After this I was lucky enough to be assigned a 3064 that completed successfully before getting the same unit.
This time I got...

Code: Select all

[04:44:27] Completed 82500 out of 250000 steps  (33 percent)
[04:54:11] Warning:  long 1-4 interactions
[04:54:11] Quit 101 - NaN detected: (ener[20])
[04:54:11] 
[04:54:11] Simulation instability has been encountered. The run has entered a
[04:54:11]   state from which no further progress can be made.
[04:54:11] This may be the correct result of the simulation, however if you
[04:54:11]   often see other project units terminating early like this
[04:54:11]   too, you may wish to check the stability of your computer (issues
[04:54:11]   such as high temperature, overclocking, etc.).
[04:54:11] Going to send back what have done.
[04:54:11] logfile size: 80224
[04:54:11] - Writing 80774 bytes of core data to disk...
[04:54:11]   ... Done.
[04:54:11] - Failed to delete work/wudata_04.arc
[04:54:11] Warning:  check for stray files
[04:56:11] 
[04:56:11] Folding@home Core Shutdown: EARLY_UNIT_END
[04:56:11] 
[04:56:11] Folding@home Core Shutdown: EARLY_UNIT_END
[04:56:15] CoreStatus = 7B (123)
[04:56:15] Client-core communications error: ERROR 0x7b
[04:56:15] Deleting current work unit & continuing...
[04:58:19] - Warning: Could not delete all work unit files (4): Core returned invalid code
[04:58:19] Trying to send all finished work units
[04:58:19] + No unsent completed units remaining.
Perhaps something wrong with this unit?

Re: Project 2665 (Run 0, Clone 106, Gen 6)

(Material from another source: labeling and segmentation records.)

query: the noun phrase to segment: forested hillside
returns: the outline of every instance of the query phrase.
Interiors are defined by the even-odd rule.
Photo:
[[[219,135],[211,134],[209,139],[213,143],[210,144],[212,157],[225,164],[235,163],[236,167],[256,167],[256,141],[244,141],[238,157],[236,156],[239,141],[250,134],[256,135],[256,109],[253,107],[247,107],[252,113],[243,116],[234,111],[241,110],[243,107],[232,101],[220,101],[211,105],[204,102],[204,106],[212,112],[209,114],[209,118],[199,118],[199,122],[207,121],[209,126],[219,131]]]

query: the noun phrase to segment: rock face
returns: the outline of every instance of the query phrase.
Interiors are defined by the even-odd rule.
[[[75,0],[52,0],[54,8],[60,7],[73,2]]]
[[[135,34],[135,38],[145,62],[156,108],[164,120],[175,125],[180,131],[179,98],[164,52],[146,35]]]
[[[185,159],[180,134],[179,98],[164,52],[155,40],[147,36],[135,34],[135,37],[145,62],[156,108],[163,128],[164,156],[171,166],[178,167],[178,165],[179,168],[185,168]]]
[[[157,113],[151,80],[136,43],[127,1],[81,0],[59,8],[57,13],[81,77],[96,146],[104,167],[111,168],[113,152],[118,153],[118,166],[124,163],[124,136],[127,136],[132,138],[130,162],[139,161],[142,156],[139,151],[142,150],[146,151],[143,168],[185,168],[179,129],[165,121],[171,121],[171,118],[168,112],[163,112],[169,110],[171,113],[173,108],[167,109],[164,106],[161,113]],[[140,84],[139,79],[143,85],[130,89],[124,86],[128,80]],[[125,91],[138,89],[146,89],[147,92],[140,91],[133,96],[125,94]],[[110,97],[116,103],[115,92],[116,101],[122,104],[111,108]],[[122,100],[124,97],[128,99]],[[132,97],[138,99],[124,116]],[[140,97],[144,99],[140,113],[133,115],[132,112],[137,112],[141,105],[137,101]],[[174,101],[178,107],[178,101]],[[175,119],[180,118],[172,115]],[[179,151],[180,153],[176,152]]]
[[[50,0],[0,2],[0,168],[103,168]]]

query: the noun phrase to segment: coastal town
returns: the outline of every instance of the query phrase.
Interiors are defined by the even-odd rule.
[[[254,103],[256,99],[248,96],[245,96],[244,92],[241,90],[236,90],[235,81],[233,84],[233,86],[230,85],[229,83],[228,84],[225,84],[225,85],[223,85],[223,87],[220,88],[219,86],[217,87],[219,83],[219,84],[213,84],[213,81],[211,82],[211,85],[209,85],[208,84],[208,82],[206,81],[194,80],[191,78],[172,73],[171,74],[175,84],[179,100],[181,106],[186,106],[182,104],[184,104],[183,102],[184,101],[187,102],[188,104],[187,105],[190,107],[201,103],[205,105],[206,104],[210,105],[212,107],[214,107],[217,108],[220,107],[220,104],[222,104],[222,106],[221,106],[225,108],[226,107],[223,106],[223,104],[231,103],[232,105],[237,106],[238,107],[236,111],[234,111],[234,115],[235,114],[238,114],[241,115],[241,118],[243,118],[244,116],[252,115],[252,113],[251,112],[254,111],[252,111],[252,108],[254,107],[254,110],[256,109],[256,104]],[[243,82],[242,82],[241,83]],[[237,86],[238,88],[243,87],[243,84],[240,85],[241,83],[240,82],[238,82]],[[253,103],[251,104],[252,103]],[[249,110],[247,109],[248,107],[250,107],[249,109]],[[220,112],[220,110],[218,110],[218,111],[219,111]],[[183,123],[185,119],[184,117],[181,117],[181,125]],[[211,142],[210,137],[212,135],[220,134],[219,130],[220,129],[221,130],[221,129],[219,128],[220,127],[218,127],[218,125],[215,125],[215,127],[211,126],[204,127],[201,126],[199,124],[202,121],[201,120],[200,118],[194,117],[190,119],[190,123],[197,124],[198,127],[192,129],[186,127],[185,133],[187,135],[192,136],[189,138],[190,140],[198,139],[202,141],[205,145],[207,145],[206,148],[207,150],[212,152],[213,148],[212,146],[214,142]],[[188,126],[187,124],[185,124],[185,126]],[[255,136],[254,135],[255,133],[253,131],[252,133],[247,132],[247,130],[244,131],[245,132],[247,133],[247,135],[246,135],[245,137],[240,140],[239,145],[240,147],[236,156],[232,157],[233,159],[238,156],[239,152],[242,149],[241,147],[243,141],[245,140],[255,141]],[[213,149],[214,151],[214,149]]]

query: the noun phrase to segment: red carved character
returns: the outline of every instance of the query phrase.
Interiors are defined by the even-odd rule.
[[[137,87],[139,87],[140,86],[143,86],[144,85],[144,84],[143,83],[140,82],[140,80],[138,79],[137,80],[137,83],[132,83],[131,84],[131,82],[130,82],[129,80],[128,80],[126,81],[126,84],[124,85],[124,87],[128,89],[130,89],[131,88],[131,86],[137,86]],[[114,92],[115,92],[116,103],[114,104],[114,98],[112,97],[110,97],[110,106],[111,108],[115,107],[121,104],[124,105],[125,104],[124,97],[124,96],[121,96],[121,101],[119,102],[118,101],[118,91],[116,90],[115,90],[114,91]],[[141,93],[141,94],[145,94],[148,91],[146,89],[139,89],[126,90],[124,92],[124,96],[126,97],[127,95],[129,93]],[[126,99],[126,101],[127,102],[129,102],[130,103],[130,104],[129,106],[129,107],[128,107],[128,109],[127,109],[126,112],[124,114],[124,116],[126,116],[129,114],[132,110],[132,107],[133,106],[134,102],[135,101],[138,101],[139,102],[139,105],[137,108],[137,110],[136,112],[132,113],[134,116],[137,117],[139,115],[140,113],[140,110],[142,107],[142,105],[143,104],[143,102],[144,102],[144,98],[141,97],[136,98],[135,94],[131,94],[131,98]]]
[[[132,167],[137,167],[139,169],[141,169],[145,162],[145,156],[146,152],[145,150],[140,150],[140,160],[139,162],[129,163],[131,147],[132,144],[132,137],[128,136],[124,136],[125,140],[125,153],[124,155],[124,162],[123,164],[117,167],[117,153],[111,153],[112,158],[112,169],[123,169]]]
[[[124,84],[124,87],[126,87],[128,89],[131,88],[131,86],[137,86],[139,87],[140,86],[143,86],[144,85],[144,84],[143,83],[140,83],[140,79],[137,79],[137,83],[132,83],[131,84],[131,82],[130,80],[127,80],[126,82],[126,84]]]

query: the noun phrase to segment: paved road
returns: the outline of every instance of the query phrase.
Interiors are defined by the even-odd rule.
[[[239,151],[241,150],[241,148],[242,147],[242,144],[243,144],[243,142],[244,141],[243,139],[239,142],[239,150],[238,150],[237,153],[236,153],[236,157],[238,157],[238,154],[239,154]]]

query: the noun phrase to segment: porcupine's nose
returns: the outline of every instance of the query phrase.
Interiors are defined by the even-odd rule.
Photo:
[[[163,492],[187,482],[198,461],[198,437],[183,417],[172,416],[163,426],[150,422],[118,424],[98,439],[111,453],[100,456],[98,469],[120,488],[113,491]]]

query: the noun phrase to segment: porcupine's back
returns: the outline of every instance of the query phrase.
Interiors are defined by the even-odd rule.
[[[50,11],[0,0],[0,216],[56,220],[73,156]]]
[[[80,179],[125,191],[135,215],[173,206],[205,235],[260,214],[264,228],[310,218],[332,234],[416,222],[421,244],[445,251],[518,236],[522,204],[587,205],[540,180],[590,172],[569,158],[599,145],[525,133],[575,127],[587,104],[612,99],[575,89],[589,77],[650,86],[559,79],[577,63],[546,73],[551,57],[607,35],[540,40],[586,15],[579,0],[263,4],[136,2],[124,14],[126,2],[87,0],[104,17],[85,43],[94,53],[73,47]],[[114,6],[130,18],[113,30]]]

Posted: Fri May 23, 2008 2:25 pm
by kasson
Possibly. Multiple failures on a processor running at stock speed that is successfully completing other WU's argue that the WU is at least more finnicky than most. However, the fact that it's failing at different points means that there's not one single place that reproducibly kills the WU.

Re: Project 2665 (Run 0, Clone 106, Gen 6)

Posted: Sat May 24, 2008 12:25 am
by Oldhat
Thanks for the reply kasson. If I get it again perhaps I'll be lucky enough to get it on a different computer.

Cheers

Re: Project 2665 (Run 0, Clone 106, Gen 6)

Posted: Sat May 24, 2008 6:48 pm
by Mobius0412
I was having multiple failures with a 2665 WU. I "sneakered" it to another box and successfully completed it. I tracked my problem down to a bad HDD. I replaced the drive with notfred's diskless CD and all seems to be working now.

Re: Project 2665 (Run 0, Clone 106, Gen 6)

Posted: Sun May 25, 2008 5:06 am
by Oldhat
Thanks for the suggestion Mobius0412. I monitor my folders at least twice a day, but will definitely be keeping a closer eye
on that box. As kasson suggested though, it may purely have been a particularly finicky WU as that PC has successfully completed
a 3064 and has just finished a different 2665.

Rather sadly it is now at 39% of yet another one.

They definitely knock the ppd for a six even after the points boost.